Scientists and Engineers
The science professions were affected by the same social trends as the rest of society. Many were horrified by the Vietnam War. Nobel Prize-winning geneticist James Watson noted that scientists concerned over the military exploitation of their work were altering the direction of their research. At the 1972 meeting of the American Association for the Advancement of Science, one member threw a tomato at former vice-president Hubert Humphrey to protest the war, an unheard-of breach of decorum. But some of the same people who questioned the profession's ability to do harm believed in its capacity to do good. Physicists, who had been shaken decades earlier by their role in creating weapons of mass destruction, searched enthusiastically for particles smaller than the atom, the fundamental building blocks of matter. Astronomers looked for signs of life in the solar system. Chemists and engineers sought ways to undo the damage of pollution.
Decade's End
There was no clear resolution to the debates begun in the 1970s.
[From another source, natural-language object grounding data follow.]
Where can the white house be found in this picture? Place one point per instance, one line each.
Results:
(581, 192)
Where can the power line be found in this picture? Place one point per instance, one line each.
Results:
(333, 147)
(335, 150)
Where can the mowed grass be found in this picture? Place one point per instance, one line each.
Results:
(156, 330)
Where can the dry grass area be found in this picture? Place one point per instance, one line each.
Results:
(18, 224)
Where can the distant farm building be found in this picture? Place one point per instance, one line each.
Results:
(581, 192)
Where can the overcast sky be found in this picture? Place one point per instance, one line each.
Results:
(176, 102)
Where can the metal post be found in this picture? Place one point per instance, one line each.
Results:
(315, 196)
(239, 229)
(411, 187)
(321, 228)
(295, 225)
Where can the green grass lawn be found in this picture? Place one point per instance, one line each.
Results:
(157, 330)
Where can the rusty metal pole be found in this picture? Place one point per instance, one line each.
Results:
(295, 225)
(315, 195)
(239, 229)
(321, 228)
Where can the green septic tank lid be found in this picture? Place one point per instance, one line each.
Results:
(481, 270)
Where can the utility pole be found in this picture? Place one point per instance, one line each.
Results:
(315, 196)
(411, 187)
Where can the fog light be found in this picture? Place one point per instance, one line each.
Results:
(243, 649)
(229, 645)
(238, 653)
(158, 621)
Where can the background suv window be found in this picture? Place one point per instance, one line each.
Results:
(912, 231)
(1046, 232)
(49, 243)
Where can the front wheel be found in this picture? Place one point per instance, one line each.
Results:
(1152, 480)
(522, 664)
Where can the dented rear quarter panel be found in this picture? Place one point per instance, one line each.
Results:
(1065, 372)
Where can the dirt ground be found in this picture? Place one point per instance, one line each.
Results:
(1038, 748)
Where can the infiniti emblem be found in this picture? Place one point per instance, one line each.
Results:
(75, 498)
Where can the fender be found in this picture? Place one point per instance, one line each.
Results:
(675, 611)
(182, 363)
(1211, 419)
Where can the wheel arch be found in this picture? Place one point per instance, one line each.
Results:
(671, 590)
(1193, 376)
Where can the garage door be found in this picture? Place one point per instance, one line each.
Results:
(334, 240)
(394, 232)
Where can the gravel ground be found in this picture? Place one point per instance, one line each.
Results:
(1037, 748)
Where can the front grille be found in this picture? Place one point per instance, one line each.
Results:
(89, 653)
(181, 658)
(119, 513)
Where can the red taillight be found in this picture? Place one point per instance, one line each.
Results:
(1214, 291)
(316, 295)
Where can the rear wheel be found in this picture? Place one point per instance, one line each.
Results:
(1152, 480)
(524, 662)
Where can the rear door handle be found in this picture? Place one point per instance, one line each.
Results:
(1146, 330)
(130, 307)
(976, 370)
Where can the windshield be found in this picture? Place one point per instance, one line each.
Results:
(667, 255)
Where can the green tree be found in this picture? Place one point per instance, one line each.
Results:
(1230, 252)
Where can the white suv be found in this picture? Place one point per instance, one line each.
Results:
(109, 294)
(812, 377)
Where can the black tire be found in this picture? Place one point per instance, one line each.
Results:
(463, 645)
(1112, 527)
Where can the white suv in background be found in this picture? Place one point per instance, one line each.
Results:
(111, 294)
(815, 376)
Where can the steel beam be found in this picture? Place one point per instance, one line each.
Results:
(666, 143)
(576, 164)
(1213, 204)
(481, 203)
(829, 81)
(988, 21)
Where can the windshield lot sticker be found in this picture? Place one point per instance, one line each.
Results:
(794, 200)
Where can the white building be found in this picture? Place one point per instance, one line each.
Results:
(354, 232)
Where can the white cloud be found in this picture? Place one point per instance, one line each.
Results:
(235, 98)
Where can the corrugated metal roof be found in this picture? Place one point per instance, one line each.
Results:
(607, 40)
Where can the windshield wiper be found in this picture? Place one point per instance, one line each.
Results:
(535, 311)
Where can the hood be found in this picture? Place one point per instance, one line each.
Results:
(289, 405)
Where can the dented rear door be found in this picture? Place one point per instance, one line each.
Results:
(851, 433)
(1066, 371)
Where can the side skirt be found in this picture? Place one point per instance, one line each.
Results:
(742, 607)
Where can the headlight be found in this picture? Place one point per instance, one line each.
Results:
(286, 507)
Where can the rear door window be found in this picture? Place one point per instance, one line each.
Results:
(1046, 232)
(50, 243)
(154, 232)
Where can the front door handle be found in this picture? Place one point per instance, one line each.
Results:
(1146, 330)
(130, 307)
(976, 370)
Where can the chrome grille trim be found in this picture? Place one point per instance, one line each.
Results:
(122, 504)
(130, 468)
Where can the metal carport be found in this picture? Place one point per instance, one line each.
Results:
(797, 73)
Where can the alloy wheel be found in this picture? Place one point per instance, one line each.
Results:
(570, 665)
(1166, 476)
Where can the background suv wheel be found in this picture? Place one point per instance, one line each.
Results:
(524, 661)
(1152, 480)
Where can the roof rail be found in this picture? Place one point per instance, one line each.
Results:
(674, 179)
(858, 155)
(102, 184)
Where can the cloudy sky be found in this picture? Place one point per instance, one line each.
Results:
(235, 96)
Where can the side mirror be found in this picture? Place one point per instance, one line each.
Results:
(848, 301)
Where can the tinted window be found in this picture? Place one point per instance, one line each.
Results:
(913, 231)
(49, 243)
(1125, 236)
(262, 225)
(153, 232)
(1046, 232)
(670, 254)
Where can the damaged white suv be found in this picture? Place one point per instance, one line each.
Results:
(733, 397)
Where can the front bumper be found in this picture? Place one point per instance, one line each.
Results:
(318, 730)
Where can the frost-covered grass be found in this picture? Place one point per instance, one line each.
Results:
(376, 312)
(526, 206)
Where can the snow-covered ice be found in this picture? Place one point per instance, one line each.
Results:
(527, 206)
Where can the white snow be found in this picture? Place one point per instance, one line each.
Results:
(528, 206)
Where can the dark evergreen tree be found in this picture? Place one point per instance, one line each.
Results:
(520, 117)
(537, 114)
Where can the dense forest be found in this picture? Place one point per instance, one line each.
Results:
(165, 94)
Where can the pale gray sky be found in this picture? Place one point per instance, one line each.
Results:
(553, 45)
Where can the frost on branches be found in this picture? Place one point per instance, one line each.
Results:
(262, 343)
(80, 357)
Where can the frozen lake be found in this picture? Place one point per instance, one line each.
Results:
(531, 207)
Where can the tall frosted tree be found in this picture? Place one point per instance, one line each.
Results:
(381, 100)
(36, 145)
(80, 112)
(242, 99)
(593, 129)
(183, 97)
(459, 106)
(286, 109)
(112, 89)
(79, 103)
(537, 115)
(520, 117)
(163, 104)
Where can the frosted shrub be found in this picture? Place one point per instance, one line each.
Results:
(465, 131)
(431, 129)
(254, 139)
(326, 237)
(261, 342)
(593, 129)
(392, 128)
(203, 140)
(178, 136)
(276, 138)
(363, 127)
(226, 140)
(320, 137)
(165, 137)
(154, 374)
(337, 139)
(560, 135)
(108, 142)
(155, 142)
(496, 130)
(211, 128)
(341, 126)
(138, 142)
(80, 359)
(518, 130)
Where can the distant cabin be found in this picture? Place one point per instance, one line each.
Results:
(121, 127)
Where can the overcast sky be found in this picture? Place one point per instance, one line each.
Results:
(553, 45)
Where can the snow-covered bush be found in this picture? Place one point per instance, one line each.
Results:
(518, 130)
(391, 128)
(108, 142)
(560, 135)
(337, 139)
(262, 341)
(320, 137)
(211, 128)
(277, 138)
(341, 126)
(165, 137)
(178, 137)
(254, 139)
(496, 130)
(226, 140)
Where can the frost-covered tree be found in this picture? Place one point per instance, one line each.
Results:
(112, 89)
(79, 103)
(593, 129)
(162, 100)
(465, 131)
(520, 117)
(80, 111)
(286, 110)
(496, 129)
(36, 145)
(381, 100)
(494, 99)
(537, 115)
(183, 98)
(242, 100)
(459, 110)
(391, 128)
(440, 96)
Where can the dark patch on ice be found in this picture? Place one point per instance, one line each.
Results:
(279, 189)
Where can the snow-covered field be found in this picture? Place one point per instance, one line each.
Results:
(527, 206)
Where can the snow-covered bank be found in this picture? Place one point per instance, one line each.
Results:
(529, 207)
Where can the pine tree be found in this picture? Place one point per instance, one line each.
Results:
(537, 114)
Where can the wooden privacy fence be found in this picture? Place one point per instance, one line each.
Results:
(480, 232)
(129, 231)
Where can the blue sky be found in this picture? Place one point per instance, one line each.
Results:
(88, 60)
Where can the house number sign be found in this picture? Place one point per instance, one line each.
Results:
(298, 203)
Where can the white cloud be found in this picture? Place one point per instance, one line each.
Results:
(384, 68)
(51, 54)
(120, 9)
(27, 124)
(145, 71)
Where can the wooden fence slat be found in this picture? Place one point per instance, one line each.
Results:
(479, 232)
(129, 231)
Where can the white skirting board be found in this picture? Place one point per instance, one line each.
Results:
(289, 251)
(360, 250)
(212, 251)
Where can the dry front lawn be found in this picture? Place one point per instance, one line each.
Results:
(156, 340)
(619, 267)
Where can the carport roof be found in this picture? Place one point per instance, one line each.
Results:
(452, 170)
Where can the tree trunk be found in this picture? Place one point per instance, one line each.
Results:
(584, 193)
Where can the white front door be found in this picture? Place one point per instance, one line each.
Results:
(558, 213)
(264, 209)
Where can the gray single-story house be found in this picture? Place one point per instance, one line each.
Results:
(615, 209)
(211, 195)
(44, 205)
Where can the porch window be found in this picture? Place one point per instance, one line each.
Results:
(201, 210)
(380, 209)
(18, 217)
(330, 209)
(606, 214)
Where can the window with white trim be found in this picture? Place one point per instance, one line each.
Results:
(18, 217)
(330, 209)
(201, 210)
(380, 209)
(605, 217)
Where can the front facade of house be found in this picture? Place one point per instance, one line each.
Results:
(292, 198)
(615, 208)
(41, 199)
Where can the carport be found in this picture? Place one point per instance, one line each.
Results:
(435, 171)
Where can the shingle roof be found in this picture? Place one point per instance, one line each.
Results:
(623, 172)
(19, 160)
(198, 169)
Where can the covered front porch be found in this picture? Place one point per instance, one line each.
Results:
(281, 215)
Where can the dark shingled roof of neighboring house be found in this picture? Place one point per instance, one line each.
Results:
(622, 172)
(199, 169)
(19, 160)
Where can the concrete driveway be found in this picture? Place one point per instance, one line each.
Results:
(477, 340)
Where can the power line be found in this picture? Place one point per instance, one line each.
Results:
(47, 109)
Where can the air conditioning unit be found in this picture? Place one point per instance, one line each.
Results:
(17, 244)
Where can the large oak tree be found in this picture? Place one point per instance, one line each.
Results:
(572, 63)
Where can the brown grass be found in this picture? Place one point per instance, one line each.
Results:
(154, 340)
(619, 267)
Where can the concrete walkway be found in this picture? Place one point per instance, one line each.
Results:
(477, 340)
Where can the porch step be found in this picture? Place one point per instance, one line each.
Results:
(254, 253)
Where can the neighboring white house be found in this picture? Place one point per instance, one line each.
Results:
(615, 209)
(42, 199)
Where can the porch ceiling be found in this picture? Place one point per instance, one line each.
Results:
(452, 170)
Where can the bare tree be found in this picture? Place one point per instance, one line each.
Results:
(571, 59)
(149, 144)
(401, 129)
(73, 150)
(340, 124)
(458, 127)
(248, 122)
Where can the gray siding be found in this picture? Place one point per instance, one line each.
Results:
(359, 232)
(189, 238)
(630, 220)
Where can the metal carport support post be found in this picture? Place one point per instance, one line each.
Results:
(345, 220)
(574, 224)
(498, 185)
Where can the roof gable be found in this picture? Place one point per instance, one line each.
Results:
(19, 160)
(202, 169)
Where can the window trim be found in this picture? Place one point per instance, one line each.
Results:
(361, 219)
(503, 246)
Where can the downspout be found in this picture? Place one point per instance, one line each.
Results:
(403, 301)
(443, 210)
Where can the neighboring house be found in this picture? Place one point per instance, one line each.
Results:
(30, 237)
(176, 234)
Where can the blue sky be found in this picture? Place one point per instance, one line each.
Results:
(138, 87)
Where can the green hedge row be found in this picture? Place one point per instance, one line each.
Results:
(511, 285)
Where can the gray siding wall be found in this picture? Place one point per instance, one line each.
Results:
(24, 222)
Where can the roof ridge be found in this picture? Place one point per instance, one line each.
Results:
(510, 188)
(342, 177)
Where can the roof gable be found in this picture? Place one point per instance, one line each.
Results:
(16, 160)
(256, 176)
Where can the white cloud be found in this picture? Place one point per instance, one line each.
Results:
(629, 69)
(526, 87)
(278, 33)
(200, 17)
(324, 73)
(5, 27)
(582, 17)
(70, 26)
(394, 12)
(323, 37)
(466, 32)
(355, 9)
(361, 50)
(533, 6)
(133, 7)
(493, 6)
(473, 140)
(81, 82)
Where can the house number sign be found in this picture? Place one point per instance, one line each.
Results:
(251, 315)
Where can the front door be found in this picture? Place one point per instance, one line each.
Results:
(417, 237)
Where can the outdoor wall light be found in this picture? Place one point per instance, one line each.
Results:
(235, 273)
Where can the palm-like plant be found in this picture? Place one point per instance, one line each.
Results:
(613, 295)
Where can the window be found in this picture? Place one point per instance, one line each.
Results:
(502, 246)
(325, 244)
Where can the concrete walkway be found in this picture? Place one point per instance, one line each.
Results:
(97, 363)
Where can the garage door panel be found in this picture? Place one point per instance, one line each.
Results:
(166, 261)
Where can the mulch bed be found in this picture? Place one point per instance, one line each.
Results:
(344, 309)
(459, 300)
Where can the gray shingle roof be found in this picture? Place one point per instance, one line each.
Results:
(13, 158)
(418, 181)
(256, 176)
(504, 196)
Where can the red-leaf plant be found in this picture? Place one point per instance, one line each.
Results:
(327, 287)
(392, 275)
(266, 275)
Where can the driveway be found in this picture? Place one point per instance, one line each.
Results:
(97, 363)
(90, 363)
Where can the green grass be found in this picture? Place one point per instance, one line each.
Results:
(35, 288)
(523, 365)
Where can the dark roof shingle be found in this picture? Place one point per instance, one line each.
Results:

Some things were halted as a result of public outcry. DDT, Agent Orange, and some aerosol sprays, believed to be damaging to humans and the environment, were banned. The era of rapid building of new nuclear power plants in the United States ended as a result of the Three Mile Island accident (and, later, the Soviet Chernobyl disaster), though this was not yet clear in 1980. The program to put humans in space was suspended and started up again with a slightly more modest budget. Genetic engineering research moved from academic centers to industry, where it shielded itself from public and regulatory scrutiny. A project to map the purpose of all human genes began, quietly and uncontroversially funded by the government at a level rivaling the Apollo program. Some scientists and lay people felt all the debate had been harmful and tried to avoid it. Others were more suspicious than ever before.